Die Karten-App will erstmal keine Verbindung herstellen. Also irre ich an Plattenbauten vorbei durch die Stadt. Es ist drückend warm, Schweiß rinnt über den Rücken. Schon hab ich keine Lust mehr, da erreiche ich irgendwie die Gassen der Altstadt. Drei Mal laufe ich dann desorientiert an meinem Hotel vorbei: Das liegt an der Haupttouristenstraße im oberen Geschoss eines Rückgebäudes, direkt über einem Thai-Massage-Salon, in den ich versehentlich hineinstolpere.
Mein Zimmer ist riesengroß und opulent mit dunklen, alten Möbeln eingerichtet. Und es ist laut. Die ganze Nacht lärmt es im Innenhof, in der Früh bereits Gebrüll und ab 6 Uhr saugt irgendjemand. Mit der Nachtruhe will es auf dieser Reise nicht richtig klappen…
Doch jetzt bin ich erst angekommen. Ich mache mich frisch. Lange stehe ich unter der Dusche. In der späten Nachmittagssonne gehe ich dann hinaus auf die Straße und erkunde die putzige Altstadt. Die ist überraschend klein, in wenigen Minute durchschreite ich sie von einem zum anderen Ende. Überall Touristen. Die meisten laufen im Pulk einem Fremdenführer hinterher. Sie kommen von den zahlreichen Flusskreuzfahrern, die auf der Donau liegen, vermute ich. Dem Ansturm scheint das alte Bratislava nicht gewachsen zu sein. Normale Geschäfte, normales Leben suche ich hier vergebens. Dafür begegnen mir reichlich Lokale, Souvenirläden – und Botschaften:
In einer Straße hängen einträchtig die Fahnen von Großbritannien und Ägypten nebeneinander. Am nächsten Platz treffen sich Japan, Frankreich und Griechenland. Und die USA verschanzen sich an einem hübschen Boulevard hinter hohen Zäunen. Schräg gegenüber sind die Deutschen. Bratislava ist eine der kleinsten Hauptstädte in der EU, da drängt sich alles.
Die Altstadt ist jedoch recht nett anzusehen mit ihren Gassen, Plätzchen und Türmchen. Als die Schatten länger werden entscheide ich mich für einen einen Tisch vor einem Wirtshaus unweit meines Hotels und bestelle eine gute Portion Kasnocken. Dazu gibt’s zwei Gläser des vollmundigen Bieres, das in der eigenen kleinen Hausbrauerei gebraut wird.

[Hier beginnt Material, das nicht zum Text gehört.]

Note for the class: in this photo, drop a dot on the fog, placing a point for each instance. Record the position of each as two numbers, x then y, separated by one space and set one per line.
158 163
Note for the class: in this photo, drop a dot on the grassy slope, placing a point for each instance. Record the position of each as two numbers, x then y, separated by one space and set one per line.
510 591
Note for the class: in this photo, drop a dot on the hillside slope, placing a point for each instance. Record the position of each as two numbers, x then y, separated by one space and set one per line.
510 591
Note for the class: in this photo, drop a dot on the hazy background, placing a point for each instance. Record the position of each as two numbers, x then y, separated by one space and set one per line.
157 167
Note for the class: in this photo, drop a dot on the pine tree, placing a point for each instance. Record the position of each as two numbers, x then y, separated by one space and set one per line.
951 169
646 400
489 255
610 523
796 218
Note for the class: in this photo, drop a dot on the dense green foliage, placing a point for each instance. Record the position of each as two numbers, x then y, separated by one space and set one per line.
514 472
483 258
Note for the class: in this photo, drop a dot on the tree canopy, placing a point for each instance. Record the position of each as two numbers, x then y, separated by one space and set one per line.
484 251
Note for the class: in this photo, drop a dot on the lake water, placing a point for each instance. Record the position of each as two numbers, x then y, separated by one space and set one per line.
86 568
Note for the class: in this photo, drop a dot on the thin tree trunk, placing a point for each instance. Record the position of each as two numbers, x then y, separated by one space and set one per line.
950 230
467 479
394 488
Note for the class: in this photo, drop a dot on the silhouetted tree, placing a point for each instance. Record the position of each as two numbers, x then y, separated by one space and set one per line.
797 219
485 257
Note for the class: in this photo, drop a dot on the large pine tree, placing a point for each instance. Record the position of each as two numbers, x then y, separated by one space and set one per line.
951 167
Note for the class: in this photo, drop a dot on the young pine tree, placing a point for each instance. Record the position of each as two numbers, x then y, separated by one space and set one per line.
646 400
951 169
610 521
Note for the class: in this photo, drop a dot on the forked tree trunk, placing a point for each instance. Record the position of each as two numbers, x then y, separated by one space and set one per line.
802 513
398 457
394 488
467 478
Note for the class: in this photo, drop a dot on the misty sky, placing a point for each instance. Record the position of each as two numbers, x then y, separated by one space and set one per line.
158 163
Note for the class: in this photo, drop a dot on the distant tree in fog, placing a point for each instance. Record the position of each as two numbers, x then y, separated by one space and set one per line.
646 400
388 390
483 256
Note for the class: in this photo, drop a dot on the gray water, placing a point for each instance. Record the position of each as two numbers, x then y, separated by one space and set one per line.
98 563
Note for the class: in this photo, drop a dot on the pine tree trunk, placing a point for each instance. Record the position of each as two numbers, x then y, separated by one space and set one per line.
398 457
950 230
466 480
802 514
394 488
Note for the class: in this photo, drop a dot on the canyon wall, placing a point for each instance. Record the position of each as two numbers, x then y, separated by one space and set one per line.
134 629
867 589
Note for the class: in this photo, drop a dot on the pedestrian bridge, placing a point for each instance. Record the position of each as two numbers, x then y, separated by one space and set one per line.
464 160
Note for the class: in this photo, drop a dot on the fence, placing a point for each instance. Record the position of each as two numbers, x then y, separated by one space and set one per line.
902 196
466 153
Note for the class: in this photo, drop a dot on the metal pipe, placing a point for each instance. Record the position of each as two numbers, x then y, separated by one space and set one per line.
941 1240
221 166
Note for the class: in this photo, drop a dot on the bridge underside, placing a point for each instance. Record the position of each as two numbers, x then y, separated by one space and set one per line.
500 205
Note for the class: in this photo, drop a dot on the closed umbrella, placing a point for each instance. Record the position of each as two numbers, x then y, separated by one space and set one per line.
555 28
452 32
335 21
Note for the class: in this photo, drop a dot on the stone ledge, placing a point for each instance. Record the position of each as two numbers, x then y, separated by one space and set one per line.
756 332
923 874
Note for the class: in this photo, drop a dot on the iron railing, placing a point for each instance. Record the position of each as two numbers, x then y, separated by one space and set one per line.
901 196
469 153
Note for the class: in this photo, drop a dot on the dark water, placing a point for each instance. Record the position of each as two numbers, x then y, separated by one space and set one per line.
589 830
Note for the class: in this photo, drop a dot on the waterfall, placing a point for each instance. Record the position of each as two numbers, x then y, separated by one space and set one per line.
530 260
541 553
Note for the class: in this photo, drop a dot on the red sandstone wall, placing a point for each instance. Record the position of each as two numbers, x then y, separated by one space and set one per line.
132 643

Der Abend wird nicht spät: mir ist frisch und so gehe ich zurück auf mein Zimmer.
Etwas Gutes hat der zeitig gestörte Schlaf am nächsten Morgen ja: Früh mache ich mich auf den Weg und spaziere bei strahlendster Morgensonne hinauf zur alten Burg, die hoch über Stadt und Donau thront. Nur ein asiatisches Touristenpärchen ist mit mir dort oben. Der Blick schweift über Bratislava mit seiner kleinen, fast zerbrechlich wirkenden Altstadt. Dahinter sozialistische und moderne Hochhäuser, urbanes Wuchern, Einkaufszentren, qualmende Fabriken, Windräder und Hügelketten im Dunst…
Als ich wieder in die Gassen der Altstadt gelange, öffnen gerade erst die Kaffeehäuser. Ich will Kuchen zum Frühstück. Ich bin im Urlaub. Und so sitze ich vor einem dieser Cafés aus Habsburger-Zeiten in der Sonne, trinke Tee, gönne mir eine große Portion herrlicher Kalorien und höre den Touristen um mich herum zu. Um 11 Uhr bin ich wieder am Bahnhof. Die Reise geht weiter. In die Berge.